7. Pendapat yang menetapkan setahun sebagai syarat harta penghasilan jelas terlihat saling kontradiksi yang tidak bisa diterima oleh keadilan dan hikmat Islam mewajibkan zakat Misalnya: Seorang petani yang menanam tanaman pada tanah sewaan, hasilnya dikenakan zakat sebanyak 10% atau 5% bila sudah mencapai 50 kila Mesir, berdasarkan fatwa-fatwa dalam mazhab-mazhab yang ada, sedangkan pemilik tanah yang dalam sejam kadang-kadang memperoleh beratus-ratus atau beribu- ribu dinar berupa uang sewa tanah tersebut, tidak dikenakan zakat, berdasarkan fatwa-fatwa dalam mazhab-mazhab yang ada, karena adanya persyaratan setahun bagi penghasilan tersebut sedangkan jumlah itu jarang bisa terjadi di akhir tahun. Begitu pula halnya dengan seorang dokter, insinyur, advokat, pemilik mobil angkutan, pemilik hotel, dan lain-lainnya. Sebab pertentangan itu adalah sikap yang terlalu mengagungkan pendapat-pendapat fikih yang tidak terjamin dan tidak terkontrol berupa hasil ijtihad para ulama. Kita tidak yakin, bila mereka hidup pada zaman sekarang dan menyaksikan apa yang kita saksikan, apakah mereka akan meralat ijtihad mereka dalam banyak masalah, seperti yang hanyak kita temukan dalam riwayat para imam .
8. Pengeluaran zakat penghasilan setelah diterima, diantaranya gaji, upah, penghasilan dari modal yang ditanamkan pada sektor selain perdagangan, dan pendapatan para ahli, akan lebih menguntungkan fakir miskin dan orang yang berhak lainnya, menambah besar perbendaharaan zakat, disamping menambah perbendaharaan negara dan pemiliknya dapat dengan mudah mengeluarkan zakatnya.

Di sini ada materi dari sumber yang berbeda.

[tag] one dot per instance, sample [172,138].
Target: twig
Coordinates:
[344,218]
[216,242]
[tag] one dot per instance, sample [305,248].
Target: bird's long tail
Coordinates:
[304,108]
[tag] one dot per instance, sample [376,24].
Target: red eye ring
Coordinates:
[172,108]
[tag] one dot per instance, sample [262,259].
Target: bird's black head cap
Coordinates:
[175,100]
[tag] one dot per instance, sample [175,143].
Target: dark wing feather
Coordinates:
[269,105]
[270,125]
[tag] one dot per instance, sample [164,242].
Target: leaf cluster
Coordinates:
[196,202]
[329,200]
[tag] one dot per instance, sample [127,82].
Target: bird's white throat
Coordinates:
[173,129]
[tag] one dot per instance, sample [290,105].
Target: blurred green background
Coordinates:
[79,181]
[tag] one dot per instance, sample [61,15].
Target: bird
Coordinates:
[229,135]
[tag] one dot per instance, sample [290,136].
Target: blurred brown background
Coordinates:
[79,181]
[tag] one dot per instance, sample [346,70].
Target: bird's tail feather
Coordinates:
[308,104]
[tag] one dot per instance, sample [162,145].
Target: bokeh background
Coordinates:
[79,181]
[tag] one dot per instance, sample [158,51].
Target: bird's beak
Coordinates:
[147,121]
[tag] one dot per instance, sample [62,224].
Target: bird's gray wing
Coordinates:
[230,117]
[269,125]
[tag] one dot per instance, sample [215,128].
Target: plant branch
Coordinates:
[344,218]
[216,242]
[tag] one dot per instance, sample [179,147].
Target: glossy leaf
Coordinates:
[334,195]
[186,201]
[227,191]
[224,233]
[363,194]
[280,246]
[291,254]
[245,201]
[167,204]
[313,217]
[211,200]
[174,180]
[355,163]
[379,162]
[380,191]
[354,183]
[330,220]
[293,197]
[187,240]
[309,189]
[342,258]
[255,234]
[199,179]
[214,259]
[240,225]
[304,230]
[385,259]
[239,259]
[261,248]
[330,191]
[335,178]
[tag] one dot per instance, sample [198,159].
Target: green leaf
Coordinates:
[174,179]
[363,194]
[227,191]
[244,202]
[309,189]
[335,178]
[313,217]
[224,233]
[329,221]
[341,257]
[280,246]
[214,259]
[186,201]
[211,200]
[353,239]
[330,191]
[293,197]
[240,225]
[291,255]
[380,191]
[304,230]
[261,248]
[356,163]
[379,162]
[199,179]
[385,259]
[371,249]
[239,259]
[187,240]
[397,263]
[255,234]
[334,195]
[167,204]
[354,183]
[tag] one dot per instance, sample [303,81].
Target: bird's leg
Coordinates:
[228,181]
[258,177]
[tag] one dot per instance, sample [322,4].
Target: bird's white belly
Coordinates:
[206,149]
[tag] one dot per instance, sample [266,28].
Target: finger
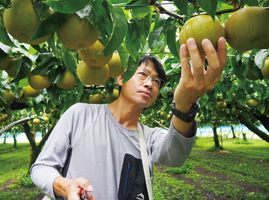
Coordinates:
[222,51]
[197,61]
[184,59]
[84,183]
[214,69]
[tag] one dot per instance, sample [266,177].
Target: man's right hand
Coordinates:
[71,189]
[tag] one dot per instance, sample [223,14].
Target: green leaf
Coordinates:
[24,70]
[52,44]
[67,6]
[251,2]
[7,109]
[123,56]
[40,8]
[99,16]
[49,25]
[164,91]
[23,83]
[70,59]
[131,69]
[5,3]
[80,87]
[253,68]
[153,37]
[3,55]
[238,55]
[34,48]
[144,27]
[260,58]
[133,38]
[182,5]
[55,75]
[4,38]
[118,1]
[141,11]
[209,6]
[120,29]
[45,66]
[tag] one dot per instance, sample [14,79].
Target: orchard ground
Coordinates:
[225,132]
[239,172]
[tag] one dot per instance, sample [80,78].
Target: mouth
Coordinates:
[146,94]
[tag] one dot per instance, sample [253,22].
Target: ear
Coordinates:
[120,80]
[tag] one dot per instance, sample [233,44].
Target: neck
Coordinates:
[125,113]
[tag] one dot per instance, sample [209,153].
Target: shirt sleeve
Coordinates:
[171,148]
[53,156]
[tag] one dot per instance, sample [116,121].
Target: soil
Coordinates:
[199,170]
[21,190]
[250,189]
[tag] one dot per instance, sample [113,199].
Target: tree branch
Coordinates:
[181,17]
[253,128]
[29,135]
[175,15]
[44,138]
[6,128]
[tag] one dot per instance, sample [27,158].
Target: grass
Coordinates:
[14,183]
[239,172]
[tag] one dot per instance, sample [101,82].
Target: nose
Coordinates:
[148,82]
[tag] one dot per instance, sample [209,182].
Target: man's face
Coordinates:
[142,89]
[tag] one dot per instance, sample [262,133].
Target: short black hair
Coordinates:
[158,67]
[157,64]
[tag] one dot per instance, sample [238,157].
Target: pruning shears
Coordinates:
[83,195]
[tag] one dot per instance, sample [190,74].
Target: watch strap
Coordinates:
[186,118]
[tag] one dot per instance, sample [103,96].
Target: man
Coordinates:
[104,139]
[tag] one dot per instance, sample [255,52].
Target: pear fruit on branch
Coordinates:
[248,28]
[21,21]
[199,28]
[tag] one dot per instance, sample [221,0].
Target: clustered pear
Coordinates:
[199,28]
[21,21]
[96,68]
[248,28]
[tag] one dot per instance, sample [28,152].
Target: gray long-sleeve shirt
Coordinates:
[100,145]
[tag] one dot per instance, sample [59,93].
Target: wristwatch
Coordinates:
[186,118]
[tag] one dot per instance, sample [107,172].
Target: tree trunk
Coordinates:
[253,128]
[233,131]
[15,140]
[34,149]
[216,138]
[5,137]
[244,136]
[264,120]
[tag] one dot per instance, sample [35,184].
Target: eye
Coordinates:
[157,81]
[143,74]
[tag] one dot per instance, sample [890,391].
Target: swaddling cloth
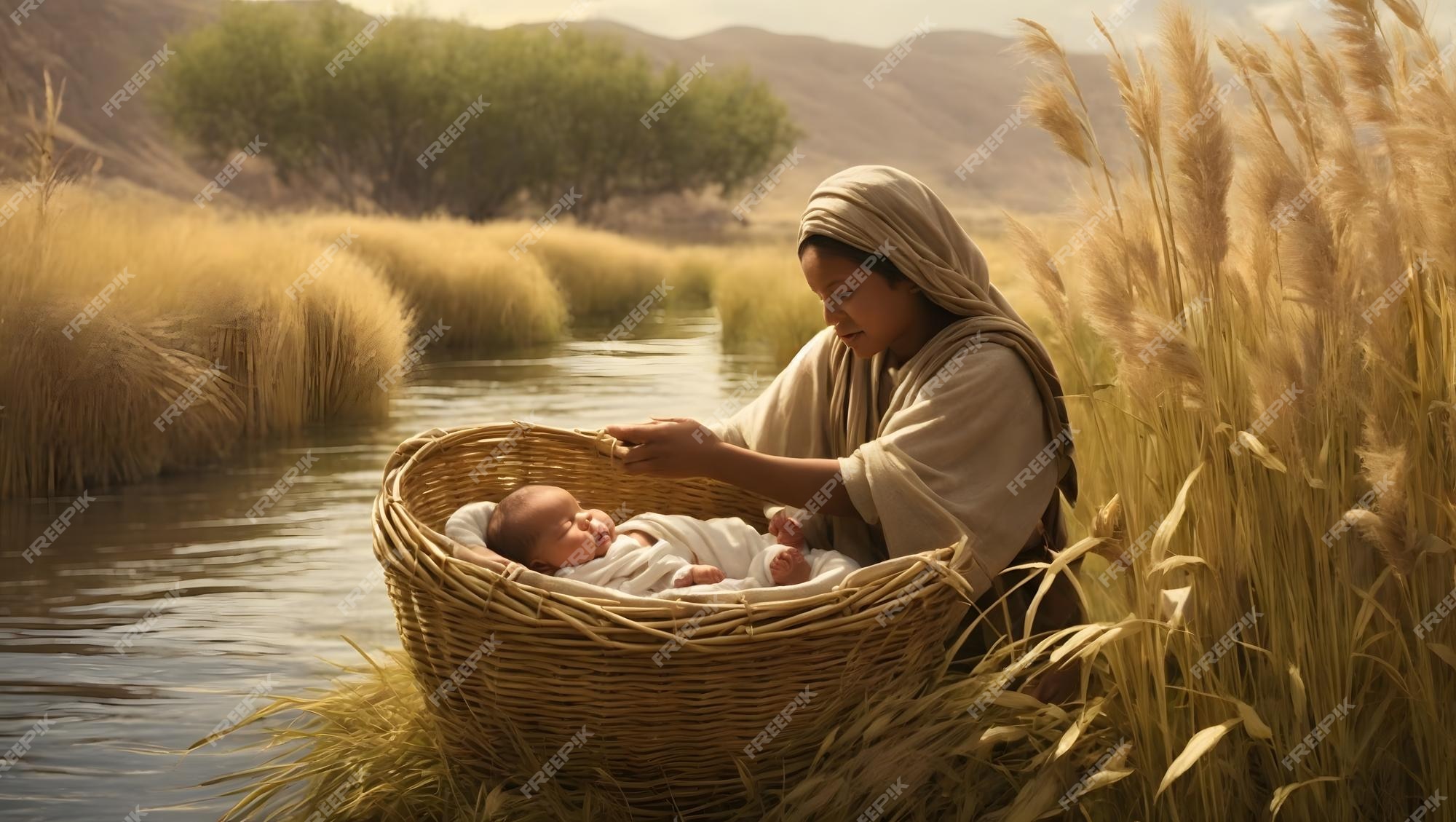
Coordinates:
[730,544]
[679,541]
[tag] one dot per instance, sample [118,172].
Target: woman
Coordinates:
[927,410]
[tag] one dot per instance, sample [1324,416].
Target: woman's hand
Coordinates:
[787,529]
[668,446]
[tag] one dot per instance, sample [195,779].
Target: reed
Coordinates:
[114,312]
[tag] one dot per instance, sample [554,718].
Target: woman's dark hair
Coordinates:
[880,264]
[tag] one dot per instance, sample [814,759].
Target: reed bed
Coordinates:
[452,272]
[180,304]
[1257,331]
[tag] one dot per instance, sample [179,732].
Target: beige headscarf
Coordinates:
[935,464]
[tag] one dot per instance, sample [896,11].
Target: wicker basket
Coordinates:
[519,663]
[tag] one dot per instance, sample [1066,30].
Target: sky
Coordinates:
[880,24]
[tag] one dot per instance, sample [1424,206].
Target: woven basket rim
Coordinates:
[518,579]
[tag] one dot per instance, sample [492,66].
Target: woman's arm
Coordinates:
[793,481]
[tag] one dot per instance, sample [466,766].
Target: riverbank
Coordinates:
[151,336]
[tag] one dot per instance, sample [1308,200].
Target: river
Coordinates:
[162,606]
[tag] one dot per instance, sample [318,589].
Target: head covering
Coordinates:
[883,208]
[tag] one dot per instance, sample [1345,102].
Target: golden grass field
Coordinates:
[1266,398]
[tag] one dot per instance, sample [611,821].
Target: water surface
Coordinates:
[209,606]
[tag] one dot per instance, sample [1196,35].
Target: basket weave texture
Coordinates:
[673,694]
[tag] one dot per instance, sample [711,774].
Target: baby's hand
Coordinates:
[701,574]
[787,529]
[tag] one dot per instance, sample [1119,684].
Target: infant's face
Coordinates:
[567,534]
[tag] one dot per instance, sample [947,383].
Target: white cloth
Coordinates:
[679,541]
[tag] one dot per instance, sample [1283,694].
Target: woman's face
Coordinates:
[874,315]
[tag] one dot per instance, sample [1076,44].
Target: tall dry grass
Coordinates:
[452,270]
[1337,407]
[197,292]
[1250,601]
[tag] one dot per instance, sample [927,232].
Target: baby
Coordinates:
[548,531]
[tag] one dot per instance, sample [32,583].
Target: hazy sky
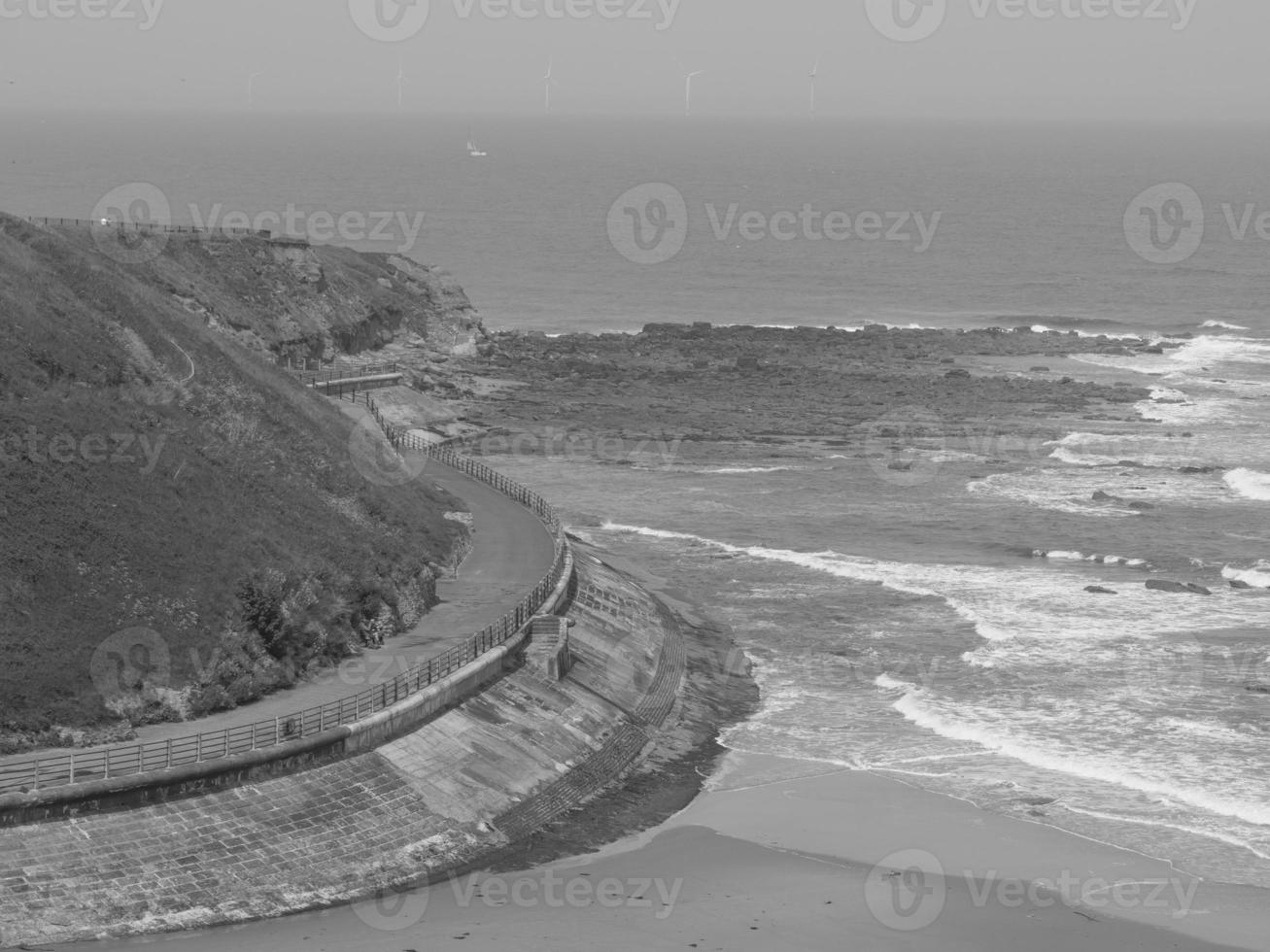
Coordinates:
[1045,58]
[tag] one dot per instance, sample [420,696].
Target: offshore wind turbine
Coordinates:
[815,73]
[547,82]
[251,89]
[687,89]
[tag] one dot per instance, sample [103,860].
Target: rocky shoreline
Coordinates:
[698,382]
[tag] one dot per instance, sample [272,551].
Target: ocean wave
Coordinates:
[910,706]
[1099,559]
[886,683]
[741,470]
[1257,575]
[1163,824]
[1250,484]
[1154,452]
[1045,605]
[1207,351]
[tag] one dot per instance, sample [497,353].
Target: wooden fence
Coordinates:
[58,768]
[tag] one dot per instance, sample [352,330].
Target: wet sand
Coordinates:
[782,855]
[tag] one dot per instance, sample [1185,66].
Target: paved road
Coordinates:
[512,551]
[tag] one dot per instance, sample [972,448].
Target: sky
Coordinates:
[1117,60]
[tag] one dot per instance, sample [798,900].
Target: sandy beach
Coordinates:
[785,855]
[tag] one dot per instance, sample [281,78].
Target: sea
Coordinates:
[930,622]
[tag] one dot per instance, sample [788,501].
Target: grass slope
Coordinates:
[155,474]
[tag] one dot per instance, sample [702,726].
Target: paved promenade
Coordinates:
[512,551]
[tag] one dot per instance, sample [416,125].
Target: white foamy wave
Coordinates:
[741,470]
[1097,559]
[1257,575]
[886,683]
[1205,352]
[1250,484]
[1165,824]
[1043,607]
[1034,754]
[1072,491]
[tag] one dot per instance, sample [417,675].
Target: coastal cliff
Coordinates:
[162,472]
[650,686]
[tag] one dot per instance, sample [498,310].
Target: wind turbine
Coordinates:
[687,89]
[251,89]
[547,82]
[815,73]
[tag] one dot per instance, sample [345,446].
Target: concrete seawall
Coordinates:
[439,798]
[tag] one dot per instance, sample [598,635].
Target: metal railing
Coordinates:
[311,379]
[58,768]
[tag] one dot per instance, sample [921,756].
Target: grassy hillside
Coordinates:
[155,472]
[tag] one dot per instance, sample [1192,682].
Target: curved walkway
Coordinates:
[512,550]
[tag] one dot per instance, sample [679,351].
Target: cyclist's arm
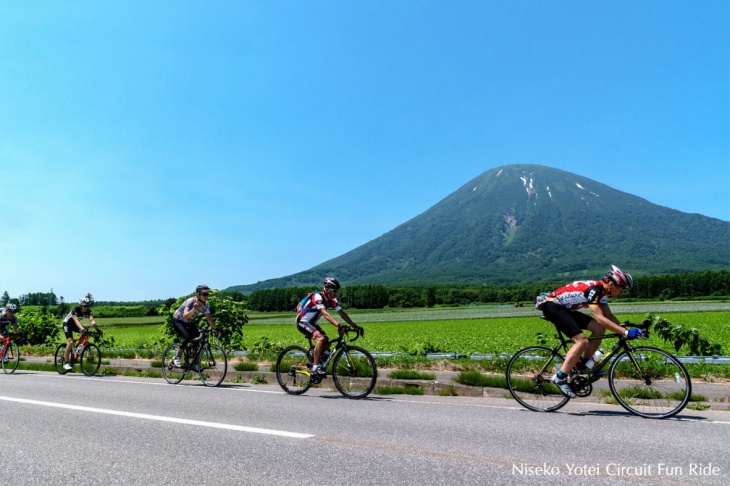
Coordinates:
[78,323]
[210,322]
[603,316]
[347,319]
[329,317]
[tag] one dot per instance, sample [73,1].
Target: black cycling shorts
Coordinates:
[186,330]
[569,322]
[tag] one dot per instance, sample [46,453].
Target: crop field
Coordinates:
[467,330]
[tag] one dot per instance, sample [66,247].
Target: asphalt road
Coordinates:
[116,430]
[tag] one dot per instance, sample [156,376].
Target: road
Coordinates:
[120,430]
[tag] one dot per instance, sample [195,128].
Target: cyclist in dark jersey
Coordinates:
[561,308]
[72,323]
[315,307]
[7,317]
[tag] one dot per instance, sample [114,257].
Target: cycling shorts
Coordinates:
[309,329]
[186,330]
[569,322]
[69,328]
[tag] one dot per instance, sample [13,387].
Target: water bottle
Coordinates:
[594,359]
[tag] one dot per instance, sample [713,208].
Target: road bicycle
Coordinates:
[646,381]
[86,353]
[206,358]
[352,367]
[10,356]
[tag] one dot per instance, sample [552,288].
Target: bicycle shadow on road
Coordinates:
[624,414]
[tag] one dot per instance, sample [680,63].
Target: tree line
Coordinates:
[708,284]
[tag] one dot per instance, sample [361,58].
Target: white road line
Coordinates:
[199,423]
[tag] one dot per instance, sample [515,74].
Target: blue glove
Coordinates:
[635,334]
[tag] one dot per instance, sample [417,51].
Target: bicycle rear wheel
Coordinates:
[172,373]
[213,365]
[354,372]
[650,383]
[90,359]
[58,360]
[11,359]
[528,379]
[293,370]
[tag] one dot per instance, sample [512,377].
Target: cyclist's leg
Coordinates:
[182,329]
[313,331]
[597,330]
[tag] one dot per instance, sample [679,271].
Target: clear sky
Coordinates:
[149,146]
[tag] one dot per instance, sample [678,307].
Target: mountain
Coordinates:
[528,223]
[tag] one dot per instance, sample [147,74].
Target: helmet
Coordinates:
[331,283]
[620,278]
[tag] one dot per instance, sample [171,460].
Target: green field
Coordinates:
[474,329]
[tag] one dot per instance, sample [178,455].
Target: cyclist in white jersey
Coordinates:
[72,323]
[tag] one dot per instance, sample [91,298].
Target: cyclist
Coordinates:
[7,317]
[72,323]
[561,308]
[184,319]
[316,306]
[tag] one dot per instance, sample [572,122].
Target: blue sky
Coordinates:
[147,147]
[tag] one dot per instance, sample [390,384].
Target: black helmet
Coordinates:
[620,278]
[331,283]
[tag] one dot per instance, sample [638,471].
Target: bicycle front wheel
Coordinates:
[354,372]
[90,359]
[293,370]
[172,373]
[650,383]
[11,359]
[528,379]
[213,365]
[58,360]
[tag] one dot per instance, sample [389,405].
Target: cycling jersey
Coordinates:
[580,294]
[312,310]
[5,321]
[187,306]
[78,312]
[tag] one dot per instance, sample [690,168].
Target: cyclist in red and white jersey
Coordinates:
[562,309]
[316,307]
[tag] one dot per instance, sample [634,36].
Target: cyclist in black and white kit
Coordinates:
[316,307]
[72,323]
[7,317]
[184,319]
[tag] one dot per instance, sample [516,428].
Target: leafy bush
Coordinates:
[229,317]
[682,337]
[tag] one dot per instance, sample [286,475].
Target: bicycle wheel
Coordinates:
[293,370]
[528,379]
[650,383]
[11,359]
[172,373]
[58,360]
[354,372]
[213,365]
[90,359]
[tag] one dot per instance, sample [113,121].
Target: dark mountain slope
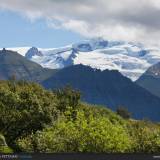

Hal itu dengan pemungutan zakat gaji para pegawai dan karyawan tersebut oleh pemerintah atau yayasan-yayasan melalui cara yang dinamakan oleh para ahli perpajakan dengan "Penahanan pada Sumber," seperti yang dilakukan oleh Ibnu Mas'ud dan Mu'awiyah serta Umar bin Abdul Aziz dalam, memotong pemberian yang mereka berikan. Maksud kata "pemberian" disini adalah gaji para tentara dan orang-orang yang di bawah kekuasaan negara pada masa itu. Abu Walid Baji mengatakan bahwa "Pemberian menurut syara' adalah pemberian dari kepala negara kepada seseorang dari Baitul-mal berbentuk nafkah hidup (gaji). Ibnu Abi Syaibah meriwayatkan dari Hubaira bahwa Ibnu Mas'ud memotong pemberian yang mereka terima sebesar dua puluh lima dari tiap seribu. Hal itu diriwayatkan pula oleh at-Tabrani darinya juga. Dari 'Aun dari Muhammad, "Saya melihat para penguasa bila memberikan gaji, memotong zakatnya. Dari Umar bin Abdul Aziz, bahwa ia mengeluarkan zakat pemberian dan hadiah. Malik meriwayatkan dalam al-Muwaththa dari Ibnu Syihab, bahwa: Orang yang pertama kali memungut zakat dari pemberian adalah Mu'awiyah bin Abi Sufyan. Tampaknya yang ia maksudkan adalah khalifah pertama yang memungut zakat pemberian, sedangkan sebenarnya sudah ada orang yang mengambil zakat pemberian sebelum itu, yaitu Abdullah bin Mas'ud sebagaimana kita jelaskan.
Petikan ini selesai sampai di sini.